Volkswagen erklärte, man sei auf die Bedenken der Werksarbeiter in Tennessee eingegangen und habe die Löhne erhöht, die Schichtarbeit angepasst und Überstunden reduziert. Zudem will Volkswagen mehr als 800 Millionen US-Dollar in Chattanooga investieren. Mit dem Geld will Volkswagen Elektrofahrzeuge bauen und damit rund 1.000 Arbeitsplätze schaffen. Die Abstimmung beim US-Werk von Volkswagen kommt nur wenige Monate vor den Tarifverhandlungen zwischen dem UAW und den Detroiter Autobauern. Im September laufen die Tarifverträge bei General Motors und Ford aus.
Sollte es die UAW schaffen, die Mitarbeiter in Chattanooga für sich zu gewinnen, dann wäre es für die Gewerkschaft ein großer Erfolg. Die UAW hat in der Vergangenheit massiv an Mitgliedern verloren. Waren Anfang der 1970er Jahre noch über 30 Prozent aller US-Angestellten in einer Gewerkschaft, sollen es mittlerweile weniger als jeder Zehnte sein. Die Zeiten für die Autobranche sind derzeit aber nicht einfach. Nach Jahren des stetigen Absatzwachstums stagnieren die Verkäufe. Das setzt die Autobauer unter Druck, die Fertigung zu drosseln und Personal in den Werken zu reduzieren. Nach Angaben der UAW belief sich die Mitgliederzahl im April 400.000. Im Jahr 1979 hatte die UAW die meisten Mitglieder und kam auf 1,5 Millionen.
Seit Jahrzehnten versucht die UAW die Belegschaft in mehr US-Werken zu organisieren und wagte auch Vorstöße bei Nissan Motor und Toyota Motor. Die Gewerkschaft will an Einfluss in der Automobilindustrie gewinnen, was auch ihre Position am Verhandlungstisch mit den Detroiter Autobauern stärken würde. Aber die meisten dieser Werke befinden sich in den Südstaaten, wo die Stimmung eher gewerkschaftsfeindlicher ist.

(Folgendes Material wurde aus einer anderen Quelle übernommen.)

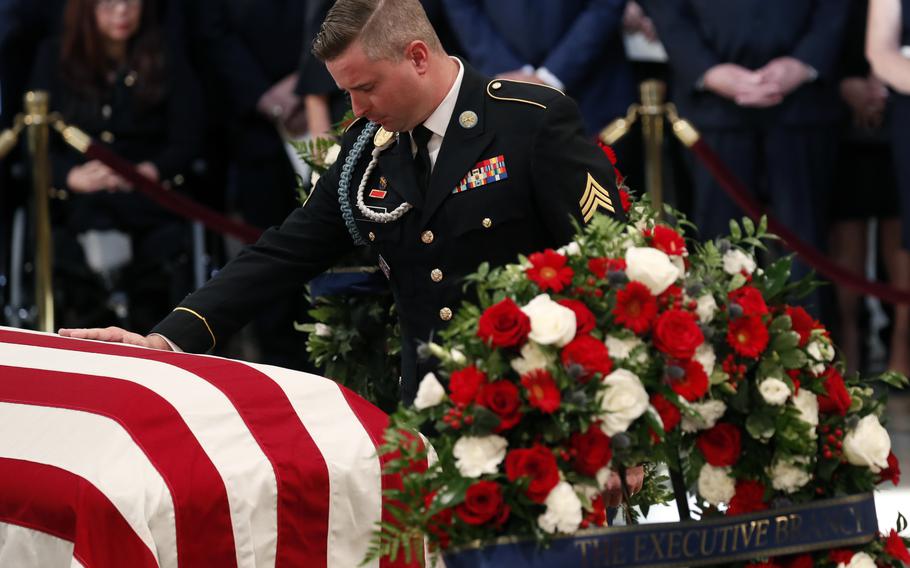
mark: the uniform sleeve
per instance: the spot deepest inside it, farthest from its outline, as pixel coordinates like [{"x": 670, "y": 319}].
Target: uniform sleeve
[
  {"x": 285, "y": 258},
  {"x": 573, "y": 177}
]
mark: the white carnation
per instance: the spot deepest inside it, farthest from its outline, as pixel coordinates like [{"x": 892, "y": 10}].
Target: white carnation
[
  {"x": 774, "y": 391},
  {"x": 563, "y": 512},
  {"x": 868, "y": 444},
  {"x": 651, "y": 267},
  {"x": 715, "y": 484},
  {"x": 625, "y": 400},
  {"x": 709, "y": 411},
  {"x": 620, "y": 348},
  {"x": 476, "y": 456},
  {"x": 736, "y": 261},
  {"x": 551, "y": 323},
  {"x": 429, "y": 393}
]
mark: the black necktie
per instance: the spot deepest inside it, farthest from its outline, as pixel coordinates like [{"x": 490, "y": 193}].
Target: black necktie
[{"x": 422, "y": 135}]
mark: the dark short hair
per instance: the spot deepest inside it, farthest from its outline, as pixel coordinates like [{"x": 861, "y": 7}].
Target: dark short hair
[{"x": 384, "y": 28}]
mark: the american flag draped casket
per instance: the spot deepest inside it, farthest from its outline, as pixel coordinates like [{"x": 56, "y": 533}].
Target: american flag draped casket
[{"x": 113, "y": 455}]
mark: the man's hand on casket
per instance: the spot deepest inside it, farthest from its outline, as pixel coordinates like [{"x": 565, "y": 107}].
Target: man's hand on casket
[
  {"x": 635, "y": 477},
  {"x": 118, "y": 335}
]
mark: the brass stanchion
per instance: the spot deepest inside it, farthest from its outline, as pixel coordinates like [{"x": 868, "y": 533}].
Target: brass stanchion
[{"x": 36, "y": 119}]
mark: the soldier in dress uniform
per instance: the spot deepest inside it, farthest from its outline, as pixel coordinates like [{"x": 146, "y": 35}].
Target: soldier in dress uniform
[{"x": 443, "y": 170}]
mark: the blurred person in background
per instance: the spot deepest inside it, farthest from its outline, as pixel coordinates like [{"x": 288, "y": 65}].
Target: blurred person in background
[{"x": 112, "y": 75}]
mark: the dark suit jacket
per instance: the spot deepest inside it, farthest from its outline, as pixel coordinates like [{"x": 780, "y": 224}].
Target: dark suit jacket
[
  {"x": 579, "y": 41},
  {"x": 699, "y": 34},
  {"x": 548, "y": 159}
]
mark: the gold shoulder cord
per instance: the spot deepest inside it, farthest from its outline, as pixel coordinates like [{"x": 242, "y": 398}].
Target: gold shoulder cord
[{"x": 204, "y": 321}]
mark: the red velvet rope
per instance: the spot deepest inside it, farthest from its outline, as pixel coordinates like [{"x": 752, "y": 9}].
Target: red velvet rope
[
  {"x": 172, "y": 200},
  {"x": 821, "y": 263}
]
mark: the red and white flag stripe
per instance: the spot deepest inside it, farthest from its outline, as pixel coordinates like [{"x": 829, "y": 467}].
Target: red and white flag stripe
[{"x": 179, "y": 459}]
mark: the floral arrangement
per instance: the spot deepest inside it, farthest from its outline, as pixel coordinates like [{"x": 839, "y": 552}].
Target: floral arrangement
[{"x": 633, "y": 345}]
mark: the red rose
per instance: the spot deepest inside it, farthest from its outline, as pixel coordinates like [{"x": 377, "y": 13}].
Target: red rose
[
  {"x": 590, "y": 450},
  {"x": 677, "y": 334},
  {"x": 636, "y": 307},
  {"x": 584, "y": 318},
  {"x": 721, "y": 445},
  {"x": 749, "y": 497},
  {"x": 669, "y": 413},
  {"x": 665, "y": 239},
  {"x": 750, "y": 300},
  {"x": 464, "y": 385},
  {"x": 542, "y": 391},
  {"x": 694, "y": 384},
  {"x": 549, "y": 271},
  {"x": 483, "y": 504},
  {"x": 837, "y": 401},
  {"x": 537, "y": 463},
  {"x": 896, "y": 548},
  {"x": 893, "y": 472},
  {"x": 748, "y": 336},
  {"x": 590, "y": 354},
  {"x": 504, "y": 325},
  {"x": 502, "y": 398}
]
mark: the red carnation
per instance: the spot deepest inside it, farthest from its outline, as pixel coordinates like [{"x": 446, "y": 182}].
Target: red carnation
[
  {"x": 893, "y": 472},
  {"x": 549, "y": 271},
  {"x": 748, "y": 336},
  {"x": 504, "y": 325},
  {"x": 694, "y": 384},
  {"x": 677, "y": 334},
  {"x": 721, "y": 445},
  {"x": 896, "y": 548},
  {"x": 542, "y": 391},
  {"x": 636, "y": 307},
  {"x": 837, "y": 401},
  {"x": 537, "y": 463},
  {"x": 590, "y": 354},
  {"x": 483, "y": 504},
  {"x": 749, "y": 497},
  {"x": 584, "y": 318},
  {"x": 667, "y": 240},
  {"x": 464, "y": 385},
  {"x": 669, "y": 413},
  {"x": 750, "y": 300},
  {"x": 502, "y": 398}
]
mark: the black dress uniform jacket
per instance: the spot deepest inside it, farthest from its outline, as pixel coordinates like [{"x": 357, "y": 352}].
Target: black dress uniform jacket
[{"x": 549, "y": 164}]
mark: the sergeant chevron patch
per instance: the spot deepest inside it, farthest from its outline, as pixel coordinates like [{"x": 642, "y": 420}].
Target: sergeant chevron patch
[{"x": 595, "y": 196}]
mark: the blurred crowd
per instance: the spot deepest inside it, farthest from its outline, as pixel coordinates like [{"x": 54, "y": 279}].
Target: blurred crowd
[{"x": 807, "y": 102}]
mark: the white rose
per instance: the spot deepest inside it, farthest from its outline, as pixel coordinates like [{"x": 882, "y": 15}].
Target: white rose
[
  {"x": 563, "y": 512},
  {"x": 859, "y": 560},
  {"x": 651, "y": 267},
  {"x": 736, "y": 261},
  {"x": 705, "y": 308},
  {"x": 620, "y": 348},
  {"x": 807, "y": 404},
  {"x": 476, "y": 456},
  {"x": 532, "y": 357},
  {"x": 774, "y": 391},
  {"x": 715, "y": 484},
  {"x": 429, "y": 393},
  {"x": 709, "y": 411},
  {"x": 868, "y": 444},
  {"x": 706, "y": 356},
  {"x": 551, "y": 323},
  {"x": 625, "y": 400},
  {"x": 789, "y": 476}
]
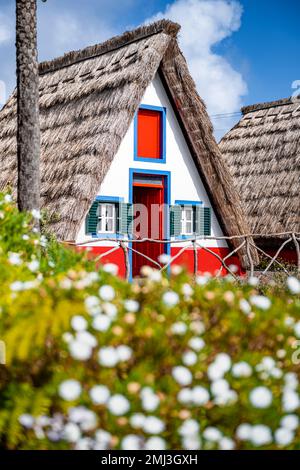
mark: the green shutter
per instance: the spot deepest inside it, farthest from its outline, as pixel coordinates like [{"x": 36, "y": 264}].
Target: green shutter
[
  {"x": 175, "y": 221},
  {"x": 203, "y": 221},
  {"x": 126, "y": 218},
  {"x": 92, "y": 219}
]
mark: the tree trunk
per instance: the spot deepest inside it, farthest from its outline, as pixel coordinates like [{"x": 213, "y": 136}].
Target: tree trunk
[{"x": 28, "y": 134}]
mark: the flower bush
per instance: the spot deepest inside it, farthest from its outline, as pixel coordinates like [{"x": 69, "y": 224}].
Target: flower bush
[{"x": 96, "y": 363}]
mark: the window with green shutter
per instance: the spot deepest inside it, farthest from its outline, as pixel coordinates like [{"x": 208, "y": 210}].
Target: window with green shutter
[
  {"x": 175, "y": 220},
  {"x": 126, "y": 218},
  {"x": 104, "y": 216},
  {"x": 203, "y": 221}
]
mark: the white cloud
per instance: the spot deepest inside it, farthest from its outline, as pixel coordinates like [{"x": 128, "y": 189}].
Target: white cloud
[{"x": 204, "y": 24}]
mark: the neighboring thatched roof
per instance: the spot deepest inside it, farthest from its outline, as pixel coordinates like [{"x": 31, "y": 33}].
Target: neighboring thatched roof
[
  {"x": 88, "y": 99},
  {"x": 263, "y": 152}
]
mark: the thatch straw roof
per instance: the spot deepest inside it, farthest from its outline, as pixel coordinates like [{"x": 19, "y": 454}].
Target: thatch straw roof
[
  {"x": 88, "y": 99},
  {"x": 263, "y": 153}
]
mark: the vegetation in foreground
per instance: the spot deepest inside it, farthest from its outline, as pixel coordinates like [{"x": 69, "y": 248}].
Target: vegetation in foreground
[{"x": 93, "y": 362}]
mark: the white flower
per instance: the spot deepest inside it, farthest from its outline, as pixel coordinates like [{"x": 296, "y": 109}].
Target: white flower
[
  {"x": 14, "y": 259},
  {"x": 219, "y": 366},
  {"x": 131, "y": 305},
  {"x": 189, "y": 358},
  {"x": 71, "y": 432},
  {"x": 226, "y": 444},
  {"x": 87, "y": 338},
  {"x": 196, "y": 343},
  {"x": 212, "y": 434},
  {"x": 185, "y": 396},
  {"x": 290, "y": 401},
  {"x": 261, "y": 397},
  {"x": 226, "y": 398},
  {"x": 179, "y": 328},
  {"x": 261, "y": 435},
  {"x": 36, "y": 214},
  {"x": 26, "y": 420},
  {"x": 111, "y": 268},
  {"x": 137, "y": 420},
  {"x": 80, "y": 350},
  {"x": 297, "y": 329},
  {"x": 124, "y": 352},
  {"x": 155, "y": 443},
  {"x": 103, "y": 437},
  {"x": 293, "y": 285},
  {"x": 108, "y": 356},
  {"x": 182, "y": 375},
  {"x": 189, "y": 427},
  {"x": 284, "y": 436},
  {"x": 219, "y": 387},
  {"x": 244, "y": 432},
  {"x": 187, "y": 290},
  {"x": 131, "y": 442},
  {"x": 290, "y": 422},
  {"x": 99, "y": 394},
  {"x": 200, "y": 395},
  {"x": 260, "y": 301},
  {"x": 241, "y": 369},
  {"x": 170, "y": 299},
  {"x": 33, "y": 265},
  {"x": 118, "y": 405},
  {"x": 69, "y": 390},
  {"x": 153, "y": 425},
  {"x": 78, "y": 323},
  {"x": 245, "y": 306},
  {"x": 107, "y": 293},
  {"x": 164, "y": 258},
  {"x": 101, "y": 322}
]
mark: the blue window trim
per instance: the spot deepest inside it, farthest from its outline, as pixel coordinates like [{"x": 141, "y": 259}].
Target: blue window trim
[
  {"x": 115, "y": 199},
  {"x": 167, "y": 197},
  {"x": 187, "y": 203},
  {"x": 163, "y": 112}
]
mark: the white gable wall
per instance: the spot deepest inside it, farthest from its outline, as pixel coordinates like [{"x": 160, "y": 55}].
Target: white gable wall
[{"x": 186, "y": 183}]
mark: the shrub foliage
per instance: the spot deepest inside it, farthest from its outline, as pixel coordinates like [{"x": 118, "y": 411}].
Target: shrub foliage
[{"x": 93, "y": 362}]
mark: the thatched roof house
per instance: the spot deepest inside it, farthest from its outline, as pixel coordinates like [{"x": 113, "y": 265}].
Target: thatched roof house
[
  {"x": 88, "y": 99},
  {"x": 263, "y": 153}
]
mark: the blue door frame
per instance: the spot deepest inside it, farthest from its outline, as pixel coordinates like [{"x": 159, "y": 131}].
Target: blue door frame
[{"x": 167, "y": 200}]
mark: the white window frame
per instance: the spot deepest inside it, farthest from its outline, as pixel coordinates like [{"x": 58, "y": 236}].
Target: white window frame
[
  {"x": 185, "y": 221},
  {"x": 103, "y": 218}
]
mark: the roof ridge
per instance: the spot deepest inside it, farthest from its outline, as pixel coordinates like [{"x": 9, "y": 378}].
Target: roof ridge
[
  {"x": 70, "y": 58},
  {"x": 266, "y": 105}
]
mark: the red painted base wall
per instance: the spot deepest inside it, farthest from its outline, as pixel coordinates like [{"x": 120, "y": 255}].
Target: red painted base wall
[{"x": 206, "y": 261}]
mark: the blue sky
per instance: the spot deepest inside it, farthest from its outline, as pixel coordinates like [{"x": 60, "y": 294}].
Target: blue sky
[{"x": 239, "y": 51}]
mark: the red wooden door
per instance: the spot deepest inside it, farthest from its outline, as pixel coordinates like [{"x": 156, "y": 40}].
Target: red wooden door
[{"x": 148, "y": 223}]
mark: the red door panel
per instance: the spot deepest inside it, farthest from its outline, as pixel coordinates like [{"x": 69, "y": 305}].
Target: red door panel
[
  {"x": 149, "y": 134},
  {"x": 151, "y": 199}
]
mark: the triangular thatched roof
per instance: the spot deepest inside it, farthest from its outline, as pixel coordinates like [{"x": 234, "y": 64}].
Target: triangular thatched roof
[
  {"x": 263, "y": 153},
  {"x": 88, "y": 99}
]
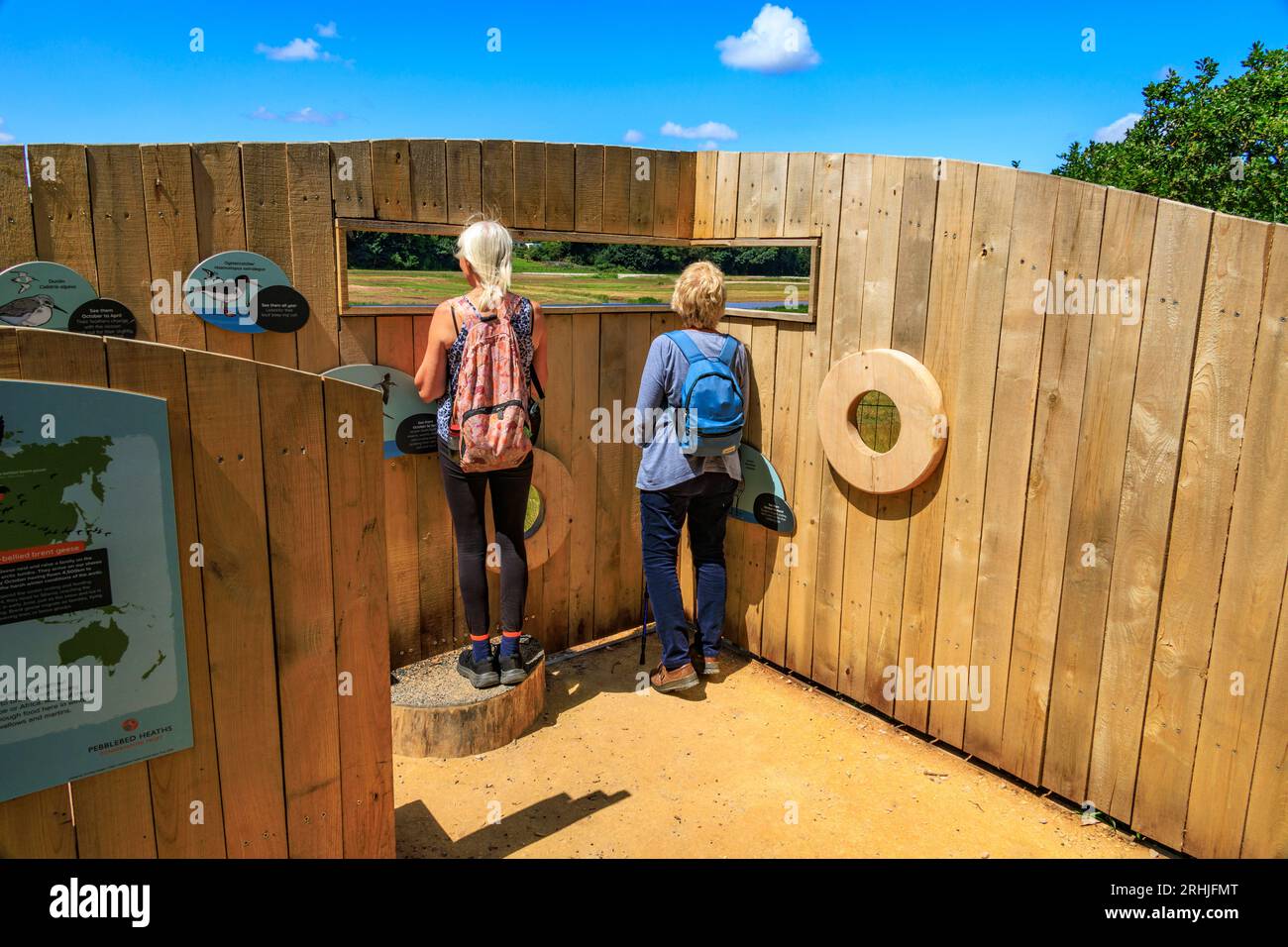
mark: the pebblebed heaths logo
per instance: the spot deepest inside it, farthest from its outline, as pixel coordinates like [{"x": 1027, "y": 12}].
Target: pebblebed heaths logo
[{"x": 73, "y": 899}]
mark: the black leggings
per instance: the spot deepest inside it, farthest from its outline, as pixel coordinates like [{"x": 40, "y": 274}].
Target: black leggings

Die Mitarbeiter in Chattanooga hatten es 2014 abgelehnt, sich durch die UAW vertreten zu lassen. Die Mehrheit der Beschäftigten des Werks stimmte gegen den Plan der Gewerkschaft. Die UAW wollte einen Betriebsrat nach deutschem Vorbild bilden. Volkswagen hatte das Werk 2011 eröffnet, als sich der US-Automobilmarkt nach der Rezession erholte.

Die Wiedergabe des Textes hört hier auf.